Showcased also during the performance is the collection of colorful, hand-crafted Mindanao native attire and props that were personally acquired by Ellorin during his tours. Collaborating with Ellorin in staging the indigenous dances and rituals, are UCLA World Culture graduate, Peter Paul De Guzman and UCSD Ethnic studies graduate, Joseph Allen Ramirez. De Guzman trained in Philippine ethnic and folk dances with the Ramon Obusan Folkloric Dance Group in the Philippines, Kultura Folk Arts in LA and with Bai Ligaya Amilbangsa. Ramirez, who is also affiliated with the Katutubo Alliance of Lumads, Lipis, Igorots, Moros, Mangyans, Aetas and Palawanons, has studied also Pangalay dance with Bai Amilbangsa and also learned Apsara Cambodian classical dancing.
The Samahan Philippine Dance Company’s principal dancers, Jhoselle Padilla, Melanie Calimlim, Mary Grace Nievera and Rowell Mateo will be performing, conventionally, dances, namely, Linggisan, Igal, Pamansak, Kapagapir, Sagayan, Pangalay, Paunjalay, Silung sa Ganding, and Kasingkil. These dance names are familiar to Philippine dance audiences because these have been interpreted and choreographed theatrically by various Filipino dance groups all over the world. For so long, the choreographed performances of the Southern Philippine dances accompanied with harsh gong beatings and unintelligible kulintang pieces have been mislabeled as the “Muslim Suite” of Philippine dance repertoire. Devotees of the religion find it irreverent that the choreographed dances and gong beats are called “Muslim” dance and music. “There is no such thing as a Muslim dance and music,” stated Master Kalanduyan during a Kulintang workshop in UCLA.

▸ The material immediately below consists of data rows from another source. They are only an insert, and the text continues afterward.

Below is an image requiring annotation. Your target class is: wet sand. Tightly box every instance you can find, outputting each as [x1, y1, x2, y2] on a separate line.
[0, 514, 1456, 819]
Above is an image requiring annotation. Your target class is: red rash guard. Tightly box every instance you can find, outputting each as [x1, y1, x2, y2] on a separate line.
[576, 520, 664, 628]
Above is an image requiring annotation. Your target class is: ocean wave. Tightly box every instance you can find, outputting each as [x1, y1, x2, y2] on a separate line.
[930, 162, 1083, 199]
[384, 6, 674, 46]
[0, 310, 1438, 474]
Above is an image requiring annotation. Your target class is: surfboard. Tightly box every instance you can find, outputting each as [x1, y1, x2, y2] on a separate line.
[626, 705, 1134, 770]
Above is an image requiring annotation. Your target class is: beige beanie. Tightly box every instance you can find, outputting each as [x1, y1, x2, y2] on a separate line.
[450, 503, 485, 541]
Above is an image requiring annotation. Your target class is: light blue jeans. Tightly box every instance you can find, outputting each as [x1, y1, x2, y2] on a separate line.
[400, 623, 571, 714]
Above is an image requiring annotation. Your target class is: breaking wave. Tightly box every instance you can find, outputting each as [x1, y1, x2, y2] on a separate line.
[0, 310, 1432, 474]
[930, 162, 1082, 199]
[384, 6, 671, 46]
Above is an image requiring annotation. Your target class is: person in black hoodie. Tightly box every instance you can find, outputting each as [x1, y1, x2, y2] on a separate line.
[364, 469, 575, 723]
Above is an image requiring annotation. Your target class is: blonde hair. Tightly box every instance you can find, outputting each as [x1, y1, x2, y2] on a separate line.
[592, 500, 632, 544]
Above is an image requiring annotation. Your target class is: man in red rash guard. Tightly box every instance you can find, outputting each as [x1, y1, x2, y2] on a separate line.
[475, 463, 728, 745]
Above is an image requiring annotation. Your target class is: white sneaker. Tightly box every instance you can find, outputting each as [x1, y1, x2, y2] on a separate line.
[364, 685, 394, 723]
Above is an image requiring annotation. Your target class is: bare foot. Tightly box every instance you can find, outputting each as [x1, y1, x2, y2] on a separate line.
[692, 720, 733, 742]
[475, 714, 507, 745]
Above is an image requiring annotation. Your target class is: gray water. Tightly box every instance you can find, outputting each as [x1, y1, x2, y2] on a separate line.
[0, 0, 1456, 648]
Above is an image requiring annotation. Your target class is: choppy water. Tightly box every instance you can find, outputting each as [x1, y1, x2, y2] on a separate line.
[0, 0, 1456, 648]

Regular members of the Kulintang music ensemble who have trained with the native Masters and have been playing with Ellorin are Eric Abutin, Chris Feraro, Mitchell Almoite, Szilvia Soprioni and Raynard Abalos. Along with Abutin and Feraro, Ellorin initially learned to play traditional Kulintang music from Master Kalanduyan, starting at a young age of twelve as a musician with Samahan Performing Arts in 1994. He went on to obtain his Bachelor of Arts in Ethnomusicology, cum laude, from UCLA and Masters in Music from the University of Hawaii, Manoa. He is currently pursuing his PhD in Music majoring in Ethnomusicology at UH, Manoa. He also attended classes in Philippine music, performance ensemble classes for kulintang, gangsa and rondalla music at the College of Music in the University of the Philippines. Programs of the Samahan Filipino American Performing are partly funded by the City of San Diego Commission for Arts and Culture, corporate and individual sponsors.